Contract farmers typically borrow at least $150,000 (to as much as $750,000) for initial confinement buildings and equipment. While that mortgage hangs over their family's heads, they will take home about $8 an hour after paying corporate-determined expenses, according to Neil Hamilton, author of A Farmer's Legal Guide to Production Contracts.

Many contract farmers are attracted by the promise that they will own the facilities one day. The problem is that the buildings last at most 15 years and the equipment half as long, according to research by North Carolina State University agricultural economist Kelly Zering.

What do the farmers own? Only a mountain of debt and the environmental liability of huge waste lagoons.

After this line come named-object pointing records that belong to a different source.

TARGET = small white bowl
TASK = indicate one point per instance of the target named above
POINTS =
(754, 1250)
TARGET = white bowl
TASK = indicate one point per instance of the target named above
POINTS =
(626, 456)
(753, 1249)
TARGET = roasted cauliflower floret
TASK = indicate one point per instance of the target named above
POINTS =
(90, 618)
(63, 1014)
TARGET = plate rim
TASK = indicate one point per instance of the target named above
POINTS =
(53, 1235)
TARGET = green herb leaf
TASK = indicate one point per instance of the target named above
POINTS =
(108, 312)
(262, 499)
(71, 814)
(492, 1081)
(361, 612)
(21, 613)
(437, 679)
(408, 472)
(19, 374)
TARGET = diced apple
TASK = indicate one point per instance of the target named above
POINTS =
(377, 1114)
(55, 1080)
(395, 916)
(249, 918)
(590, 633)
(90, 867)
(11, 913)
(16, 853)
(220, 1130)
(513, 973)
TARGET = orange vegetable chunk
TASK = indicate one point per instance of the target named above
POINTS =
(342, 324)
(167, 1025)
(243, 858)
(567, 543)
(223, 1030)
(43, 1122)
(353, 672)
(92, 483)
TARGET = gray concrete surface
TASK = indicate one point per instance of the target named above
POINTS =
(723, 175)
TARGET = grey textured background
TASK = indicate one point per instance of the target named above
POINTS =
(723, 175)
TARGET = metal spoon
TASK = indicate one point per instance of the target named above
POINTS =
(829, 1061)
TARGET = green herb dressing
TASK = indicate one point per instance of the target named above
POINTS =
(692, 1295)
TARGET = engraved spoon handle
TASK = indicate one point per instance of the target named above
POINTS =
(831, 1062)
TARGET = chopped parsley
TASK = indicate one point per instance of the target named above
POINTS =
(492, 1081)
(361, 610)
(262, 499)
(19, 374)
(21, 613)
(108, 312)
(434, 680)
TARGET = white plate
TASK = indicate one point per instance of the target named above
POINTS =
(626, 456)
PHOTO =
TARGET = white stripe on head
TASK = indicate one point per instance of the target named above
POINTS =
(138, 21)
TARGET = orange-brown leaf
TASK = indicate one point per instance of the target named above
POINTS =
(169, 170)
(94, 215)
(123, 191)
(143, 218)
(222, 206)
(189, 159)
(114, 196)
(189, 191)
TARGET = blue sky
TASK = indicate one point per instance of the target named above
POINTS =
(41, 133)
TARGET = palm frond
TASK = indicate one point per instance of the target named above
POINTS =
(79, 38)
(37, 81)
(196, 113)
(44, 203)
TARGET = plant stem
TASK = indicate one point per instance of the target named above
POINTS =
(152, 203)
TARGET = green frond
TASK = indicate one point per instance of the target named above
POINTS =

The corporation supplies the chickens or hogs, the medication, the feed and the only market. Growers have no say over the quality of supplies they receive or the schedules they follow. They usually have no recourse when headquarters underweighs feed or hogs. Growers have won large judgments for shortchanging practices, such as $2.9 million in 1996 in a case against Cargill. But with homes and families on the line, most just put up with it and cash their paychecks. Contract farmers thus become only glorified animal factory janitors.

What economists can't measure

High opportunity costs also hobble those communities that don't succeed in keeping out corporate factories.

Once CAFOs start spreading their manure in an area, people who might have bought a home locally or built a business will take their money elsewhere. John Neer, a banker in Macon, Mo., says lenders need to be aware that when corporations or contractors fail, they can't pay mortgages and equipment loans. And when only CAFOs are present in an area, rather than a diverse range of farms, businesses and families, the lender is likely to lose out on new, more stable loans and deposits.

The final result of crowding out family farmers and their community investments is something no economist or statistician can measure. When communities lose their family farming base, they lose parents' involvement in schools, and citizen involvement in church, in civic organizations and in independent-thinking government.

Perhaps the biggest peril is that rural communities are being deskilled and underemployed. These communities are filled with people who have hands-on skills and practical knowledge which have been passed from generation to generation. When those people are reduced to hosing out buildings and setting timers for feeders, these skills get lost. In the long run, a community is robbed of its sustainability. Thus, the difference between family and corporate farming comes down to that between self-reliant, vibrant communities or company towns.

Published in In Motion Magazine April 12, 1999.